NASA sets its next milestone for 2024, called Artemis Plan, which consists in sending the first woman who will step on Moon.
The first woman in space was soviet cosmonaut Valentina Tereshkova, who flew in 1963 being a part of Vostok 6 crew. However, twenty more years would pass until the next woman would be sent in a space flight program.
In a press release by NASA, it was announced that 2024 will be the year in which the first woman will set foot on Moon. This milestone is part of the Artemis Program, which aims to send humans to the moon again for the first time since the Apollo 17 mission in 1972.
NASA Administrator, Jim Brifenstine stated: “With bipartisan support from Congress, our 21st century push to the Moon is well within America’s reach. As we’ve solidified more of our exploration plans in recent months, we’ve continued to refine our budget and architecture. We’re going back to the Moon for scientific discovery, economic benefits, and inspiration for a new a generation of explorers. As we build up a sustainable presence, we’re also building momentum toward those first human steps on the Red Planet.”
The Space Launch System (SLS) and the Orion spaceraft are the vehicles NASA chose for this bold mission. The spacecraft is already built and will undergo a series of tests this fall.
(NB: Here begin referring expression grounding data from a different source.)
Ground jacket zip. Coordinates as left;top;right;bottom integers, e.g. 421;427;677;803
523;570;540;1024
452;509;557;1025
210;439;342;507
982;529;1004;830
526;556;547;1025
The steps for Artemis Plan in 2024 will consist of different phases, which will progressively prepare humanity for the final stage. The first mission, known as Artemis I, will take place in 2021 without any astronauts on board, while Artemis II will fly with crew in 2023.
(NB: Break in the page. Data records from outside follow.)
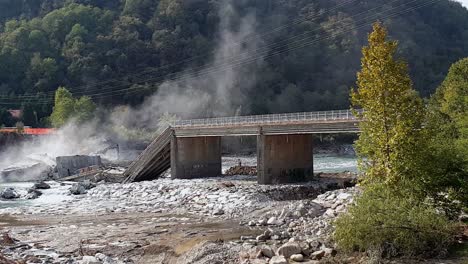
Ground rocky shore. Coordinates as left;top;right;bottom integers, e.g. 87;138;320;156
0;173;358;264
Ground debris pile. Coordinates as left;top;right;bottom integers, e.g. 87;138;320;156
225;165;257;176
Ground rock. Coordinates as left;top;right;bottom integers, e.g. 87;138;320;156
25;189;42;199
260;246;275;258
281;231;290;239
256;234;268;242
258;218;268;226
80;256;100;264
81;180;97;190
308;240;321;251
1;188;20;199
299;242;311;256
70;184;87;195
248;221;256;226
277;242;302;258
70;181;96;195
323;247;337;257
102;257;115;264
324;209;336;217
33;182;51;189
290;254;304;262
267;217;281;225
310;250;325;260
213;208;224;215
337;193;352;200
269;255;288;264
241;236;254;241
95;253;106;261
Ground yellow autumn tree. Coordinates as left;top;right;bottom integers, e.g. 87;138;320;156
351;22;425;188
334;23;456;258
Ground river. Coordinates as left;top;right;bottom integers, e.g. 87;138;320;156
0;154;357;209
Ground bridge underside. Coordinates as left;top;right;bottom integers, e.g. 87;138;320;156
123;119;359;184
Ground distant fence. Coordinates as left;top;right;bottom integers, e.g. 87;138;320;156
0;127;56;135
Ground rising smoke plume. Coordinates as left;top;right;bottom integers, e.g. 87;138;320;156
110;0;262;130
0;0;263;181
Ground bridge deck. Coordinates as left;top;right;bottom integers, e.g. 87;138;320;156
123;110;361;182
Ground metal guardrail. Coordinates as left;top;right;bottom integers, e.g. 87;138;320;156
173;109;360;128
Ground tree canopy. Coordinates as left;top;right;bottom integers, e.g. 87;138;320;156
0;0;466;125
50;86;96;127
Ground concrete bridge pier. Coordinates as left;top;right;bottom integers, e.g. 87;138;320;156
170;136;222;179
257;134;314;185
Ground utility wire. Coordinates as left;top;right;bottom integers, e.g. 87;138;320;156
0;0;360;100
0;0;440;104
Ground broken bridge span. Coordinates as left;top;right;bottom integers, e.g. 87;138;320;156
123;109;361;184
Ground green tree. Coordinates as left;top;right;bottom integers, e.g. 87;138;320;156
50;87;76;127
74;96;96;123
350;22;425;189
424;58;468;212
50;87;97;127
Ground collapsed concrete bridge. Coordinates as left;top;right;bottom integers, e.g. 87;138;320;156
123;110;361;184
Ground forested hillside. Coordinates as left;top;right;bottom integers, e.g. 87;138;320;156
0;0;467;126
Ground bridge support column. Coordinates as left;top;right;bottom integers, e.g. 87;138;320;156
257;134;314;185
171;136;222;179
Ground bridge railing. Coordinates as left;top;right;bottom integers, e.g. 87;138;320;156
173;109;361;128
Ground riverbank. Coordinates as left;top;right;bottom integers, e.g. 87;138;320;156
0;172;356;263
1;174;466;264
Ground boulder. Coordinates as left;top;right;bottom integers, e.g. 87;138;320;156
337;192;352;200
70;184;87;195
269;255;288;264
310;250;325;260
323;247;337;257
70;180;96;195
81;180;96;190
213;208;224;215
256;234;269;242
25;189;42;199
0;188;20;199
80;256;100;264
260;246;275;258
267;217;281;225
277;242;302;258
33;182;51;190
290;254;304;262
95;253;106;261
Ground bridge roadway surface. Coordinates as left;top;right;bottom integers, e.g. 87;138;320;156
123;110;361;184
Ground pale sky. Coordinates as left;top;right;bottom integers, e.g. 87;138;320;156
458;0;468;8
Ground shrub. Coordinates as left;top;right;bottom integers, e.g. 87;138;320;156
334;185;457;258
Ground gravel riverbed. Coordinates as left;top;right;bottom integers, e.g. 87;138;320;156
0;173;358;264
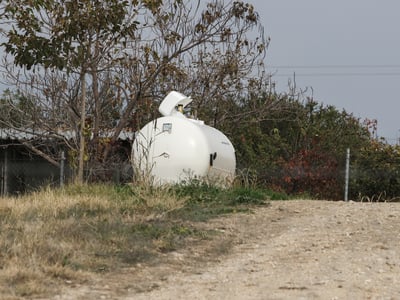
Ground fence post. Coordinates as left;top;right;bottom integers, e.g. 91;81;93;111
344;148;350;201
60;150;65;187
1;149;8;196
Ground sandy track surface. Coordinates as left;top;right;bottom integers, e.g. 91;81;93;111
56;200;400;300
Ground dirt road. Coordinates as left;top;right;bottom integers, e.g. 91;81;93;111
56;200;400;300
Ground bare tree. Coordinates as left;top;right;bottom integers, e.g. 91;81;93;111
97;0;268;159
0;0;268;181
0;0;140;182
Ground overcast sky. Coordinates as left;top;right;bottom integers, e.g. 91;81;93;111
248;0;400;142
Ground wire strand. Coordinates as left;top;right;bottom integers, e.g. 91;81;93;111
268;64;400;69
274;72;400;77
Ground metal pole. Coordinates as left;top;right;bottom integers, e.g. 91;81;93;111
344;148;350;201
4;148;8;196
1;150;4;196
1;148;9;196
60;150;65;187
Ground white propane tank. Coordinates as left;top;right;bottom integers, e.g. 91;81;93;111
132;91;236;185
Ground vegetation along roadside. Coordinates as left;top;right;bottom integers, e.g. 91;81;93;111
0;182;288;299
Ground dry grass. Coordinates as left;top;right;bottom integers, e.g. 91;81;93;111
0;183;273;299
0;184;192;298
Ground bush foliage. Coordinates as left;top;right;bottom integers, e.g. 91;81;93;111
351;140;400;201
216;92;400;200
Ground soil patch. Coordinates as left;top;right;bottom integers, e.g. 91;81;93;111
54;200;400;300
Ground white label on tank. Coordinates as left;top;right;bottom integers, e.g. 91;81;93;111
162;123;172;133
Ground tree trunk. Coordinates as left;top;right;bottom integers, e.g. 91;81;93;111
77;71;86;184
92;40;101;160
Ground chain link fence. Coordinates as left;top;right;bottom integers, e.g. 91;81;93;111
2;144;400;200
The Artemis III mission will take place in 2024 and it will mark humanity’s return to the surface of the Moon, and also the construction of Gateway, the first lunar base. After this milestone, the Artemis IV mission and future missions will send crew to dock to Gateway and perform tests and harvest samples.
Through the Artemis Plan, the first woman will set foot on Moon, robots and humans together will search for resources and build a technology, which will make possible the exploration of new regions of the Moon. But who knows? Maybe this plan will be looked upon by the future generations as the beggining of human life on Moon.